Al escuchar la primera piedra caer en el techo, me asusté. Temblaba. Gritábamos. Éramos solo los dos “contra” cientos o miles de personas tirando piedras y que empezaron a entrar a nuestra casa tumbando la puerta y el portón.

Luego destrozaron nuestras cosas que con mucho esfuerzo había conseguido mi familia: un televisor nuevo, que no se me olvida, el cual partieron en la puerta de la casa. Un decodificador y muchos otros aparatos.

No contentos con eso, se robaron mi bicicleta verde de la infancia, un equipo de sonido y otras cosas de valor.

Mientras sucedían todas esas cosas, mi mamá me mandó a que me fuera por el patio, lo cual no quería, pero me tocó. Me volé una pared de casi dos metros, con el fin de buscar un teléfono fijo para llamar a mi papá e informarle lo sucedido, aunque antes de hacerlo, uno de los atacantes, muy conocido en el municipio, me preguntó que si sabía dónde estaba la turbina para llevársela, lo cual asustado le dije que no sabía.

Paralelamente, mi madre enfrentaba a los vándalos. Ellos le pedían que saliera de la casa, porque la iban a quemar, como si fuera un simple papel. 

A su petición ella respondió: “aquí me queman con mi casa e hijo”. 

Se les veía decididos a hacerlos, pero unas sirenas en la lejanía los ahuyentó. 

Todo eso pasó en menos de media hora, pero se sintieron como horas. 

Pasado el acontecimiento. Surgían las preguntas en mi. ¿Por qué nos hicieron esto? ¿Qué mal hicimos?

Las supuestas respuestas eran porque mi padre era periodista y sacaba noticias del fallecido. Algunos las calificaban como negativas, pero al final eran simples noticias.

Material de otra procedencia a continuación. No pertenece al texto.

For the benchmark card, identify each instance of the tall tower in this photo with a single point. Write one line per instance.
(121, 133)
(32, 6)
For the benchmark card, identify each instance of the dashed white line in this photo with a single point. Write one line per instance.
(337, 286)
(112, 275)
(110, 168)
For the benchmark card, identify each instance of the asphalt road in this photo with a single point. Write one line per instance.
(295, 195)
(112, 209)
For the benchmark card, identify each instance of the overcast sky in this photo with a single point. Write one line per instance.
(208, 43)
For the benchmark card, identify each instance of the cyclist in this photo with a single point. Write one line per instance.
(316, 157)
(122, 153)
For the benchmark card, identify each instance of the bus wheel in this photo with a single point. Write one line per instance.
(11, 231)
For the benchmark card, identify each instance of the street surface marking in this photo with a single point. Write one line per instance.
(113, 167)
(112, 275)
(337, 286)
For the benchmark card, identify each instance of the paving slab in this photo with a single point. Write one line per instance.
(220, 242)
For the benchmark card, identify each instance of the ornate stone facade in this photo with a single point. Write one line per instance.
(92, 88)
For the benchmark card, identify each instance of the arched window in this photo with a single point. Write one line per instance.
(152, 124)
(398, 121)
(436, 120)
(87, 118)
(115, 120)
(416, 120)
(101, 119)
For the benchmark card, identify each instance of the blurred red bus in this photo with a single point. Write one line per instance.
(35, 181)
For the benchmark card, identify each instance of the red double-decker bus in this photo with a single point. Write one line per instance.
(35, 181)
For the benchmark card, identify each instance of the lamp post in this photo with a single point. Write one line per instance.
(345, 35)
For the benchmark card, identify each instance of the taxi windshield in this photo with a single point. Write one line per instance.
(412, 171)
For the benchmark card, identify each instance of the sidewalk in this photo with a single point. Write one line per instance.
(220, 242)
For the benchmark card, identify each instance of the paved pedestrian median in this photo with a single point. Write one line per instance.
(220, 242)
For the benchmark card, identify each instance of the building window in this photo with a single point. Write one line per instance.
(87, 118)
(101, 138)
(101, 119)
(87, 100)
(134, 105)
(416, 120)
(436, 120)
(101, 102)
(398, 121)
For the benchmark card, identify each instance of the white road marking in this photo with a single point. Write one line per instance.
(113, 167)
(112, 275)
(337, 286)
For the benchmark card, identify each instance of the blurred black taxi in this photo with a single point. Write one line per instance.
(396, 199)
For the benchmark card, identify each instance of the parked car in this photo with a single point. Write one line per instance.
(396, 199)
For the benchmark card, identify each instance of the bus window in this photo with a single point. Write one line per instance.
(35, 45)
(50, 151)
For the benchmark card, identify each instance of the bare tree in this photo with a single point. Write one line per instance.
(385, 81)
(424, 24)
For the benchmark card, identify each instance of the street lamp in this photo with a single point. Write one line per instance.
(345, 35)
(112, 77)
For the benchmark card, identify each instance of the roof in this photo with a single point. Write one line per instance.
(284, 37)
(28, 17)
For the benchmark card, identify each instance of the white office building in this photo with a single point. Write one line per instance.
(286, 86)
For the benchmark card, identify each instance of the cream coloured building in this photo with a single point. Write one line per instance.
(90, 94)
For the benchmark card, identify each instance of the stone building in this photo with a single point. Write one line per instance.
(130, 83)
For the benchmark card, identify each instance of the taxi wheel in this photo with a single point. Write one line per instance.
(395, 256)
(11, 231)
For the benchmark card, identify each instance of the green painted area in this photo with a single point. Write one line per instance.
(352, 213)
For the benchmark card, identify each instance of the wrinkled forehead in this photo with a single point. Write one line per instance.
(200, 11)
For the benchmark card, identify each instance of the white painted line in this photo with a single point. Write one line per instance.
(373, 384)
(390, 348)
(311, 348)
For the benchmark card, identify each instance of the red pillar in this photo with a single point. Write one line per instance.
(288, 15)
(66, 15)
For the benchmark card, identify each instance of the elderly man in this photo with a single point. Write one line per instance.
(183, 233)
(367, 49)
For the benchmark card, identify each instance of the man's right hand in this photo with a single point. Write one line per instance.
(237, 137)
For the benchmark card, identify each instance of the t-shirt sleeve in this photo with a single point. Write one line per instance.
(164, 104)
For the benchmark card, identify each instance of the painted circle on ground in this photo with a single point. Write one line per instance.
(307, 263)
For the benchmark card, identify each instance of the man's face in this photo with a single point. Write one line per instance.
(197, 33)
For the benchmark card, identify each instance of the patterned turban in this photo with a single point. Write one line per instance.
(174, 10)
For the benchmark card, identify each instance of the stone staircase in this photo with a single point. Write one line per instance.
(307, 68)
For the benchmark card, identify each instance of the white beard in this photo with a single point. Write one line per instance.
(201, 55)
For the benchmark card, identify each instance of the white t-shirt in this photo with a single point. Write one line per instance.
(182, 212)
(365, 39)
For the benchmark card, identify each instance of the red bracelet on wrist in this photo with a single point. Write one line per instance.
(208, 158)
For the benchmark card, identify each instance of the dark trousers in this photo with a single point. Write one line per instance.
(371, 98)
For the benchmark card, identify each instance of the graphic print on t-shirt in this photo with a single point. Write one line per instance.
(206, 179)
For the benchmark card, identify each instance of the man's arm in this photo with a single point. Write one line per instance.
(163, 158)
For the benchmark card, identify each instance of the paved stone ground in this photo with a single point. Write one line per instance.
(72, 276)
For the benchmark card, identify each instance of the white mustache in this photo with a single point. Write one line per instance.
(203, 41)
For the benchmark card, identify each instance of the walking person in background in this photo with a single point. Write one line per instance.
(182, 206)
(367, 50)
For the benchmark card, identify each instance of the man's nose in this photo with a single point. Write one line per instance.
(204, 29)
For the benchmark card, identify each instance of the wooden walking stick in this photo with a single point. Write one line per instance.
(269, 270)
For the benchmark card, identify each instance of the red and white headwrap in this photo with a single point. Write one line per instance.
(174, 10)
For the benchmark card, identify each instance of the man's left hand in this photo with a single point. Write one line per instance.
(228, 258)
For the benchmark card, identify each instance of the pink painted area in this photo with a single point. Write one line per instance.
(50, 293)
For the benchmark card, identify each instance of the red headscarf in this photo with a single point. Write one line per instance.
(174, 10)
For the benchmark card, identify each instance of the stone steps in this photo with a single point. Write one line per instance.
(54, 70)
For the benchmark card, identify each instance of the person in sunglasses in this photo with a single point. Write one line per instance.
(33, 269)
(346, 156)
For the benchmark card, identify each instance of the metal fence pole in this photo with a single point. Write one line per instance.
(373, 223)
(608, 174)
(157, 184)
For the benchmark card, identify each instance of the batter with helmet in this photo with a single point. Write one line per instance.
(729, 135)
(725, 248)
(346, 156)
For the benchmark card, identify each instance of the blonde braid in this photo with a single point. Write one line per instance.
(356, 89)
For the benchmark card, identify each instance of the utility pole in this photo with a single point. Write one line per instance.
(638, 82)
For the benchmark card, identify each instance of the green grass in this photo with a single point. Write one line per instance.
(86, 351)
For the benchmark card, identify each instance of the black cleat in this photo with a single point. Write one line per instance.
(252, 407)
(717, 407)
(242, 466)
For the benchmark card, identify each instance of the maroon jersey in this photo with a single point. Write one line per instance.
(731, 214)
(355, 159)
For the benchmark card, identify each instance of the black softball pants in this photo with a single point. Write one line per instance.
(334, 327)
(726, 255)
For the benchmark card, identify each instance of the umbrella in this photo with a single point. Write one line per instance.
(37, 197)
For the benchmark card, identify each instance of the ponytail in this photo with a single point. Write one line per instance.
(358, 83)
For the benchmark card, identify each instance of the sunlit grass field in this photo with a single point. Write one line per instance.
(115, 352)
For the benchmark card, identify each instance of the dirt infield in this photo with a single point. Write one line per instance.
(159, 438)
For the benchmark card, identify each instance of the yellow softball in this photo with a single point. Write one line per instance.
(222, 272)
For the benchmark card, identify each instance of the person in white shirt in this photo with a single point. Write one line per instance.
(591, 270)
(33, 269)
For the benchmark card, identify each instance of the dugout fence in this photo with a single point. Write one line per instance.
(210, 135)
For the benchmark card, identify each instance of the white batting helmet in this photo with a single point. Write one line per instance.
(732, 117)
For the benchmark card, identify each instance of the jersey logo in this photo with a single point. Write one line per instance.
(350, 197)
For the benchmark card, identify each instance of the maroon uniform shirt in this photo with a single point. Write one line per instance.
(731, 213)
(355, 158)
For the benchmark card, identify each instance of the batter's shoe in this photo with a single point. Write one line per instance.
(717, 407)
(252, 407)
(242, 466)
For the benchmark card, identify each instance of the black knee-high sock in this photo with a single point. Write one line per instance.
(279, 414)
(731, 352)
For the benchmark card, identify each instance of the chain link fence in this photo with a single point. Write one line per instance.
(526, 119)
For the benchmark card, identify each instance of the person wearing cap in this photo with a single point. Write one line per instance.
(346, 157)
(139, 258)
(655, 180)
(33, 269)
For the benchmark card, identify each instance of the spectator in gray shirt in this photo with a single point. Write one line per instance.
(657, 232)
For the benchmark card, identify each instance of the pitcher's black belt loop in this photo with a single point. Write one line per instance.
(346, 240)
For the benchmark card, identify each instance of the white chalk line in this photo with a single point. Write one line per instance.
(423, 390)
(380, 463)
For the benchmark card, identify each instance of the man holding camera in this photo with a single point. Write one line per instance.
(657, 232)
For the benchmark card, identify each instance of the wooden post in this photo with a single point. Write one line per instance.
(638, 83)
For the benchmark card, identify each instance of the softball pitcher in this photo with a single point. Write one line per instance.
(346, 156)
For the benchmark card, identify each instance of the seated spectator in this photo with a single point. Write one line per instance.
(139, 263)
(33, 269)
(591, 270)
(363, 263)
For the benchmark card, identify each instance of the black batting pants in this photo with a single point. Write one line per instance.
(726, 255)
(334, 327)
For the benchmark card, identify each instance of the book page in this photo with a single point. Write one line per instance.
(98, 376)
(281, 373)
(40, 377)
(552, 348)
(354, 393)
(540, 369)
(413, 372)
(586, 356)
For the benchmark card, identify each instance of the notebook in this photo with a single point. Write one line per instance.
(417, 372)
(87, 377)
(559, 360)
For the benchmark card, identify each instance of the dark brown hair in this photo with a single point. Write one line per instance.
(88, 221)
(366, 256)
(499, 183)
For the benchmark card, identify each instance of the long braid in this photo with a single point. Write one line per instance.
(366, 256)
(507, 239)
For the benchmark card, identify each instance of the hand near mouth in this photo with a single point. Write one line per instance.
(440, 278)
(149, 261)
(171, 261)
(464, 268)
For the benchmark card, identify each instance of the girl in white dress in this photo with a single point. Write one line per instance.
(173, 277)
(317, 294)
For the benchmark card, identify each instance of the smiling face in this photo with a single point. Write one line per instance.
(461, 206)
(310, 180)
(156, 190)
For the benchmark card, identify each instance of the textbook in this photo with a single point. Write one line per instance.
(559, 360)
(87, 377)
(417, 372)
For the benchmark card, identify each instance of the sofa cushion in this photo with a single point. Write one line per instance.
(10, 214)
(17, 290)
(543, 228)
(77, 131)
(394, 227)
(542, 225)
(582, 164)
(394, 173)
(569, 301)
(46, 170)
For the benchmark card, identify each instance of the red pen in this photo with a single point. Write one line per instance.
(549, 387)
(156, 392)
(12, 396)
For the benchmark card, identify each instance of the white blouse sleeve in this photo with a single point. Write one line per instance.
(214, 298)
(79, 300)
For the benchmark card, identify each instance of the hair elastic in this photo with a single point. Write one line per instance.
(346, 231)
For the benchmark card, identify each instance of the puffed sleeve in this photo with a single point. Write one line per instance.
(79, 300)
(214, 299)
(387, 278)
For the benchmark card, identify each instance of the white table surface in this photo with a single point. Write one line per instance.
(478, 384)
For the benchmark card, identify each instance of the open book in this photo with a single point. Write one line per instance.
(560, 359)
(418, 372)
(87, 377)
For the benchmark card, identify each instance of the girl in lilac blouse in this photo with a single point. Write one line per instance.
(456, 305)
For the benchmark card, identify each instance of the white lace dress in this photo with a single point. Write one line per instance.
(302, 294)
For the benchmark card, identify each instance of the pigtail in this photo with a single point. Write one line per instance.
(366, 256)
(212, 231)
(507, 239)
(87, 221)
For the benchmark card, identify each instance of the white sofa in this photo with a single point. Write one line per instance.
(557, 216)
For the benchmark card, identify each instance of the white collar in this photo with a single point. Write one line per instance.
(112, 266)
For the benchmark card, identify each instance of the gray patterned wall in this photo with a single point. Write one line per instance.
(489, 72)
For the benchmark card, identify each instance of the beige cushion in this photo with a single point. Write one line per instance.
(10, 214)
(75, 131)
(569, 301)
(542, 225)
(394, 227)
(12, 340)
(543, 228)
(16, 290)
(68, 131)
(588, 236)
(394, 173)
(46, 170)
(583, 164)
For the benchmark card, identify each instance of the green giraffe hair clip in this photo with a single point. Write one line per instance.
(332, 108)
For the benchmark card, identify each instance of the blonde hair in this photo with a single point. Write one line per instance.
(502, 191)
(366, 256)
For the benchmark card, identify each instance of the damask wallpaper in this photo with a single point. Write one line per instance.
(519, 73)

Muchas de las cosas las recuperamos porque nos dijeron quienes se las robaron, otras nos quitaron dinero para devolvernos algo que nos pertenecía y otras nunca se recuperaron porque quedaron hechas trizas en la puerta de nuestra casa, que hoy aún tiene en sus ventanas los golpes de las piedras y en el garaje unos huecos en el cielo raso.

Al final esto nos hizo más fuertes, resilientes y con más ganas de salir adelante.